Here is a theory (yep! call me crazy): When you part with someone you love…it becomes kind of obvious that you are going to be Mr./Miss/Mrs. gloomy for a plentiful days. You won’t get out of bed, you won’t eat right, you won’t mingle, you will possibly do all deplorable things to make you much worse than you are. At that point of time, it seems justified, a natural course of action. Like, yeah that person mattered to me, and I am literally down in the dumps without them.
But, how about doing the exact opposite? Say improving yourself for the ones you loved. Yeah let the gloominess phase out; if it doesn’t, limp, crawl, somehow, fight out of it. Sure, getting out of the bed seems like a hill to surmount. You are better than that, heck I am better than that. Wonder what it would be like, if you just sat and decided to be a better version of yourself. I mean what’s there to lose now right? Store the residuals in a locker or something. Do something good. Something fulfilling, that delights you. Take up some activity out of your comfort zone, learn something you are entirely new to. Imagine, if you ever meet this person somewhere down the lane, you could just smile and say, your love made me stronger.
It doesn’t always have to end on a bitter note.
Where there is a will, there is a way.
Such an old saying. I might have uttered it umpteen times since childhood. Never really ruminated over it though. It dawned on me today, like fifteen minutes back. I was hearing this pumped up song and the line went like “hai chaah toh, hai raasta”. And in my mind I was like oh! this is hindi version of the aforementioned quote.
Doesn’t it make sense? what actually matters is your will. (Yeah dorky mouth, that’s what the quote is famous for!) I’ll go ahead and say it anyway.
It might be a very miniscule will to change your bed sheets or do your laundry. Or a mighty hefty will to build your own house one day. Will to withstand tribulations. Will to overcome your anxiety phases. Will to be strong enough to let go. Will to smile each day. Will to decide, that even though life will try it’s best to break your bones, you will not give in.
You have the intentions that are not turning into actions?? Put some will to it my friend. :).

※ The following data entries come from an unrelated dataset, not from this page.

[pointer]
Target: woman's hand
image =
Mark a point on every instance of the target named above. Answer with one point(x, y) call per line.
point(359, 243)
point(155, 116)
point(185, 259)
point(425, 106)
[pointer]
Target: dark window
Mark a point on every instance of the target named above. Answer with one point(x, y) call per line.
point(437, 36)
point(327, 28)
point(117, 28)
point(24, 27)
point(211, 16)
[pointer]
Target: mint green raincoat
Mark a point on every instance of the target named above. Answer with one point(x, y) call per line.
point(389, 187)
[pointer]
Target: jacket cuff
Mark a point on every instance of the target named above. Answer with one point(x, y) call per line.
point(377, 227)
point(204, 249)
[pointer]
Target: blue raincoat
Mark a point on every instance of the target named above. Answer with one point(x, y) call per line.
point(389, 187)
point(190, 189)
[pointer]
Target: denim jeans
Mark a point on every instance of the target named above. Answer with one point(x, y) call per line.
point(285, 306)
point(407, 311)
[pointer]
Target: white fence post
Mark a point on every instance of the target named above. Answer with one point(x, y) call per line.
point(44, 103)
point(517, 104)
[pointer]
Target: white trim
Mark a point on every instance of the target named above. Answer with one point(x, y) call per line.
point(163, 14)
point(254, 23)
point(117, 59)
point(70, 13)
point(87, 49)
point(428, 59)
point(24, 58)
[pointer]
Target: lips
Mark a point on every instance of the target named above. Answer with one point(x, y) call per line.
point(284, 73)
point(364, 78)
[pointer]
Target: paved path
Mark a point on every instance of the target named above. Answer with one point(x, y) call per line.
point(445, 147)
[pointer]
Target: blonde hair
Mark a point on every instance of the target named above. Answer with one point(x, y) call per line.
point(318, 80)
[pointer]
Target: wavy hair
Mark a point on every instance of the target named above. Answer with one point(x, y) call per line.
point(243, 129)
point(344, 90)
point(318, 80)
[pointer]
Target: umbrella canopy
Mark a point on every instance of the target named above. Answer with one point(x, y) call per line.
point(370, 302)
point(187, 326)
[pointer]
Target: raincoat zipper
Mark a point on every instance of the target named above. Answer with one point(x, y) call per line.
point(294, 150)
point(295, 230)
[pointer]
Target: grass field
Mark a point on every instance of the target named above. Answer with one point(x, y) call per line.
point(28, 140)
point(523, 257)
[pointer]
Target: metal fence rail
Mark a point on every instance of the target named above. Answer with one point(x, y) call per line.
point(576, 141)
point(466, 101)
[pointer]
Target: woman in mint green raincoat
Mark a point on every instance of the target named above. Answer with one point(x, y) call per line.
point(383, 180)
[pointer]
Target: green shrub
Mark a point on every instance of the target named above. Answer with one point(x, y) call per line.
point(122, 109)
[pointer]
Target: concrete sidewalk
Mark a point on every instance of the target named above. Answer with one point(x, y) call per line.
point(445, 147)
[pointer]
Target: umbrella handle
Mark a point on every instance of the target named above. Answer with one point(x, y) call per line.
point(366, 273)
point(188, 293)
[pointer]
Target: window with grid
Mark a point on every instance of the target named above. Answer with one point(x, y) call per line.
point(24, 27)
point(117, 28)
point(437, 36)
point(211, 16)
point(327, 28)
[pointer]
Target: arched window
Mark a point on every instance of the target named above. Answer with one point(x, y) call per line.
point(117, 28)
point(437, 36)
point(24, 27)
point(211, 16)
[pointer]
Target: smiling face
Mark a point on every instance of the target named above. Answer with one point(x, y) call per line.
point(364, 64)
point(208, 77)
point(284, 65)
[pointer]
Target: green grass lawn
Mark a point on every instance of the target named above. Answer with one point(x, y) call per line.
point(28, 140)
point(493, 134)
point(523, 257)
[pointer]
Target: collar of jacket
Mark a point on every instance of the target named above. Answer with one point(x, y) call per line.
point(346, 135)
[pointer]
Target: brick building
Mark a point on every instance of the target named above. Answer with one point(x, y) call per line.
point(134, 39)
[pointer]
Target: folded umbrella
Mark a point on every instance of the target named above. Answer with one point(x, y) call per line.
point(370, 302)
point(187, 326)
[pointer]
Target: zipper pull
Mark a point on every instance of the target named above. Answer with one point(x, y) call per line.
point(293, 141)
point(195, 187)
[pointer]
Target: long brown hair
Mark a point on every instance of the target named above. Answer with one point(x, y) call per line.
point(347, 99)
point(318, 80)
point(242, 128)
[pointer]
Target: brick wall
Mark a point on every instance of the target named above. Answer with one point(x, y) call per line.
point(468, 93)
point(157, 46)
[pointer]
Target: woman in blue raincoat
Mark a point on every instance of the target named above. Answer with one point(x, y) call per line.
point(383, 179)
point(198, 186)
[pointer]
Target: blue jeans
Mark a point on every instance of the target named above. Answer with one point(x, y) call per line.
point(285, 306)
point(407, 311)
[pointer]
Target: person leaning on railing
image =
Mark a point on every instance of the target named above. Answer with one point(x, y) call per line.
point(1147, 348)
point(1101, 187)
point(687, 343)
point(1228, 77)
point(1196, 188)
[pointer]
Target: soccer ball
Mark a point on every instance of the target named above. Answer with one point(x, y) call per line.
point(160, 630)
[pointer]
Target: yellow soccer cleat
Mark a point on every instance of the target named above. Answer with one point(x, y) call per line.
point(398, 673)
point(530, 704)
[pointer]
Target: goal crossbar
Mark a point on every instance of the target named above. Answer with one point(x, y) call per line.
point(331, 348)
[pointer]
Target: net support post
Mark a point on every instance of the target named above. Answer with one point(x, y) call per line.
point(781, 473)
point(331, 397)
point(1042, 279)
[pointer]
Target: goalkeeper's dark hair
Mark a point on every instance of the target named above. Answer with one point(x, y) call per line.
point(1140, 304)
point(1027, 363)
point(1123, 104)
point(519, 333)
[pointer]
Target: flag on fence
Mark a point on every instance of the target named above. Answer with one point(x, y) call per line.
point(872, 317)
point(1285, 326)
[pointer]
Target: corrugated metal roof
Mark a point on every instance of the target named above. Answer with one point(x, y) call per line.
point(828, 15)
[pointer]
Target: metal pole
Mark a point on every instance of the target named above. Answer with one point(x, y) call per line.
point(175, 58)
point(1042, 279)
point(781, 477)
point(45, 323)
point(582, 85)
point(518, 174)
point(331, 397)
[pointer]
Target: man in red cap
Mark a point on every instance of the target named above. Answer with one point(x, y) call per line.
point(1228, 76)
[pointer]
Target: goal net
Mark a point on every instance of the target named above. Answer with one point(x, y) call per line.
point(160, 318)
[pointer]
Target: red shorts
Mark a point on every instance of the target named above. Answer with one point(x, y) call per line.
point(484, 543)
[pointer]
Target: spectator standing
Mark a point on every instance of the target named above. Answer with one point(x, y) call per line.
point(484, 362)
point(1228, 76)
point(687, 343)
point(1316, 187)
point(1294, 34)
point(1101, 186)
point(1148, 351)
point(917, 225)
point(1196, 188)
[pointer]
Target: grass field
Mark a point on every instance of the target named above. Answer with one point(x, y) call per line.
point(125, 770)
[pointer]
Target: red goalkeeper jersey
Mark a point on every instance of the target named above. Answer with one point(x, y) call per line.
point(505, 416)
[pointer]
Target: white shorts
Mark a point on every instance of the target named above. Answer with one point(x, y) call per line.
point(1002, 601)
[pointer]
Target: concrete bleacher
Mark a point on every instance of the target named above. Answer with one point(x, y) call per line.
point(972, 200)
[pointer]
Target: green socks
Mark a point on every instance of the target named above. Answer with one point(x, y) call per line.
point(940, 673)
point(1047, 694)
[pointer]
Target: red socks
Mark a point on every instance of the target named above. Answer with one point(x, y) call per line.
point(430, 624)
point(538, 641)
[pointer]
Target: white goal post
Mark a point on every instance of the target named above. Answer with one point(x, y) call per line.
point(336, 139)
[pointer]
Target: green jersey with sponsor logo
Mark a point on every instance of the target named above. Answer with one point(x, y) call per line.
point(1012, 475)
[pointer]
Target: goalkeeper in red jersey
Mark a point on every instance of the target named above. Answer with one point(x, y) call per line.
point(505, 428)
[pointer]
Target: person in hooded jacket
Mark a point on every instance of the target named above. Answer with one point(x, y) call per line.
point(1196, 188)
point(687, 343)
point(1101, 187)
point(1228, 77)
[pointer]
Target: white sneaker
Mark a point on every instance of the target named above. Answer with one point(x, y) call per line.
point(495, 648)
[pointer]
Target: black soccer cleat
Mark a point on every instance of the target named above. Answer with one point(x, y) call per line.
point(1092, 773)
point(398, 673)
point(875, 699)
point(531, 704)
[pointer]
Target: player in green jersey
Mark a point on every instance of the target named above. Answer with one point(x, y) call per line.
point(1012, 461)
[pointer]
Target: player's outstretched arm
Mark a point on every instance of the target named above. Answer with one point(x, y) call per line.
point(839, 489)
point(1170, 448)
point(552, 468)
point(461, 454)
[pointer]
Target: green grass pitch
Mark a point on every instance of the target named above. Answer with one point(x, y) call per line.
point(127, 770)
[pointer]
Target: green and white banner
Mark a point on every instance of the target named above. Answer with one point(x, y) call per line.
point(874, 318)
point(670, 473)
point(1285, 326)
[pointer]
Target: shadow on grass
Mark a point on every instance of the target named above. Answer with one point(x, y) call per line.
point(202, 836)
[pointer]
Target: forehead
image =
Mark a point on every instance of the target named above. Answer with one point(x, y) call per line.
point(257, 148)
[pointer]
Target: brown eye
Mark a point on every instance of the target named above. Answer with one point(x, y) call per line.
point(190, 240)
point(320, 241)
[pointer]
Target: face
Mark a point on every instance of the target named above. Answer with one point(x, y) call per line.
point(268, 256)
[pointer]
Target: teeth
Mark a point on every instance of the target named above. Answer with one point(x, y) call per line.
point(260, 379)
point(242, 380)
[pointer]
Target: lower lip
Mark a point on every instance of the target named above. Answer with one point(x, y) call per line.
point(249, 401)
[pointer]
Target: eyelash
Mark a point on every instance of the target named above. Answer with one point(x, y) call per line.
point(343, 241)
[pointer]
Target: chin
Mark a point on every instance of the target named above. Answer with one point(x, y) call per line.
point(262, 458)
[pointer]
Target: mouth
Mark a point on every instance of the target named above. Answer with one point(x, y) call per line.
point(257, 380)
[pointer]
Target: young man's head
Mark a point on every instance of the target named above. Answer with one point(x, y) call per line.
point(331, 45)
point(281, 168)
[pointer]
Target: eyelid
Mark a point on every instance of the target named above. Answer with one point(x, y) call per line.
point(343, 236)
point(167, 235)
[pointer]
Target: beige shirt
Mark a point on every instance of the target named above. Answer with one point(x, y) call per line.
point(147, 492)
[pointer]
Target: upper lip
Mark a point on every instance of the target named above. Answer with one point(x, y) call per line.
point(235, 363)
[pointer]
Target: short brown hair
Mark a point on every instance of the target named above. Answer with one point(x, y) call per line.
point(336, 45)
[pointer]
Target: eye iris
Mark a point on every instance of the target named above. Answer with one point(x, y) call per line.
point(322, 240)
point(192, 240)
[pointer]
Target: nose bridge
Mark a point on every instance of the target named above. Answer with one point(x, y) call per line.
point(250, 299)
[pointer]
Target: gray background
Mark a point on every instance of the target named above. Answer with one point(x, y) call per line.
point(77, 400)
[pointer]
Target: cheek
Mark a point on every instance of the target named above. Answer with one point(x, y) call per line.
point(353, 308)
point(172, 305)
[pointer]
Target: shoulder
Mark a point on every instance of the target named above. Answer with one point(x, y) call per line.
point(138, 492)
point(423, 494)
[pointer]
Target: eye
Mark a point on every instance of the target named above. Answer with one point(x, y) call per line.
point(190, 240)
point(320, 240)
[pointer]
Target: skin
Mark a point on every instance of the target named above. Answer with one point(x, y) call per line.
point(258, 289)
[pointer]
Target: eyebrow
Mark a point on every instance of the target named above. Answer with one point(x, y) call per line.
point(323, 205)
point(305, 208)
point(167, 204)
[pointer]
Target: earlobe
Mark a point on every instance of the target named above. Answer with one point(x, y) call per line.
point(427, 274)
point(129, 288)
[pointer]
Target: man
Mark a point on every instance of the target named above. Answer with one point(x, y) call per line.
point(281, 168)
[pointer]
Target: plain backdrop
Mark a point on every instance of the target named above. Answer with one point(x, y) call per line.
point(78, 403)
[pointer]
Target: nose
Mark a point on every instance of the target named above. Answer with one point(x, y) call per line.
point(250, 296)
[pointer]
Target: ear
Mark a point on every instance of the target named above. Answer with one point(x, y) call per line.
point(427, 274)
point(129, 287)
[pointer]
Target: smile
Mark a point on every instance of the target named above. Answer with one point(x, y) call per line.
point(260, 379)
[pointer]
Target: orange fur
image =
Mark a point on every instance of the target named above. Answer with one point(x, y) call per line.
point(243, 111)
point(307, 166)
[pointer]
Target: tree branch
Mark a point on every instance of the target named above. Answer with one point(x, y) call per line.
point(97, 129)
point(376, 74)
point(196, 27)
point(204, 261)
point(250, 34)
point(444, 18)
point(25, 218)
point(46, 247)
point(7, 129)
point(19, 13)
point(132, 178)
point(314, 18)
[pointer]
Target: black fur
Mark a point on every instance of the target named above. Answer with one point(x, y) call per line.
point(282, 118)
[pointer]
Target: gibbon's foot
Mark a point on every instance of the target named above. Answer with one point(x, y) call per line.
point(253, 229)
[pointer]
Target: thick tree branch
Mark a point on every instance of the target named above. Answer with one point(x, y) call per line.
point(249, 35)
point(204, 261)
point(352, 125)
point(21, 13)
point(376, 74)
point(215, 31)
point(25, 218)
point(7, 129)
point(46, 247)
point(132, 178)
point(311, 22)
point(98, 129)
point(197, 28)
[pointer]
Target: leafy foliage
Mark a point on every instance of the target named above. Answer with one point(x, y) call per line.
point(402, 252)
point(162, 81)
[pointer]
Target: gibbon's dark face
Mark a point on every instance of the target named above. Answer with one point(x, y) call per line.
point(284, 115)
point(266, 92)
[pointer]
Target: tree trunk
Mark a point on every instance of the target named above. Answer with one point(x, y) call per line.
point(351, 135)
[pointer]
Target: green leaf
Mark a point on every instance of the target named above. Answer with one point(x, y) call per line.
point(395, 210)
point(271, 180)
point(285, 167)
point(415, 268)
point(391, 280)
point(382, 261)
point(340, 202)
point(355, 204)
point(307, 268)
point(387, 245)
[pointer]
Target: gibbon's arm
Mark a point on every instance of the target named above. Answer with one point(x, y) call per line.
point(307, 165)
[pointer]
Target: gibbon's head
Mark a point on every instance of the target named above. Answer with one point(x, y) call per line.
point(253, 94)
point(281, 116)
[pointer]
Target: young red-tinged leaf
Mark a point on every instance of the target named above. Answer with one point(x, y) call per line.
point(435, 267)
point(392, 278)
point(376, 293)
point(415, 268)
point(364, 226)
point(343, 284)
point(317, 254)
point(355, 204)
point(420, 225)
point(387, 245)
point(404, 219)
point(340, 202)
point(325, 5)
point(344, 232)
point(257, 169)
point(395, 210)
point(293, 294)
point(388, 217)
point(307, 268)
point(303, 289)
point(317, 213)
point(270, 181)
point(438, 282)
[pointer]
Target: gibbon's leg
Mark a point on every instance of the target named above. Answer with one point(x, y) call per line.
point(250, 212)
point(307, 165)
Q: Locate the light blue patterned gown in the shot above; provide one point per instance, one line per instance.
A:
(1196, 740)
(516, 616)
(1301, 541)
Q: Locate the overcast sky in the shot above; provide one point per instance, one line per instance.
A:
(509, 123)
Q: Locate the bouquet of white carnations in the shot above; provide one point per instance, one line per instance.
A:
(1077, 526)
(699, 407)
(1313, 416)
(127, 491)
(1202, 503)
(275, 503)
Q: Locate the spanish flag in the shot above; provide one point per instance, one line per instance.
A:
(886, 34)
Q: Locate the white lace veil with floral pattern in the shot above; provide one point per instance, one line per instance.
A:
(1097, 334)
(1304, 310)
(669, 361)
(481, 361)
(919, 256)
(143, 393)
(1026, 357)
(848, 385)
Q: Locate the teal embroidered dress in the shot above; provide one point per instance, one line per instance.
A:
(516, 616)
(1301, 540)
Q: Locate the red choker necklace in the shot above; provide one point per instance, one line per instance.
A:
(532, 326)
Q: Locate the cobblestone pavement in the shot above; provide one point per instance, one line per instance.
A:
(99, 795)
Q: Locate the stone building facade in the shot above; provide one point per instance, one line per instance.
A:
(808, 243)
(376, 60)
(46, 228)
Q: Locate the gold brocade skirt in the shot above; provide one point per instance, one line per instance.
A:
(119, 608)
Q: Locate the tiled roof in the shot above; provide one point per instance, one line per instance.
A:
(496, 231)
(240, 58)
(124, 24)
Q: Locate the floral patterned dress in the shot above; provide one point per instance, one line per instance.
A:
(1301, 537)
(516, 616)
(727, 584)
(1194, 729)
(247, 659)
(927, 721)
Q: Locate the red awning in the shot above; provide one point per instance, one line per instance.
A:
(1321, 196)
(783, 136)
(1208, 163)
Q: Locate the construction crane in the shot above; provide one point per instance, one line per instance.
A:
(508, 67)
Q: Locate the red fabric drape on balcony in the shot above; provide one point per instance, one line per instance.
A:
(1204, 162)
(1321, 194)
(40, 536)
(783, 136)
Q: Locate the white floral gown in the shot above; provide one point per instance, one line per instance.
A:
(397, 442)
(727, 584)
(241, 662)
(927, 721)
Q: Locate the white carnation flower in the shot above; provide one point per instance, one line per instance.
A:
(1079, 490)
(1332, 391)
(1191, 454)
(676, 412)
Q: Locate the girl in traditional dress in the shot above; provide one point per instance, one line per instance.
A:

Because if you have the will, you will most certainly find a way to do it.
I am looking forward to tomorrow…such a beautiful thought to end the day with.
I don’t know where my life is heading towards. I don’t have everything sorted out. I haven’t planned a millisecond ahead of this moment. I have nothing under control. I have no fucking clue. Infact I am clueless as the wind, on which direction to perambulate next. I live in the present. Yet, I look forward to tomorrow. Life ain’t bad.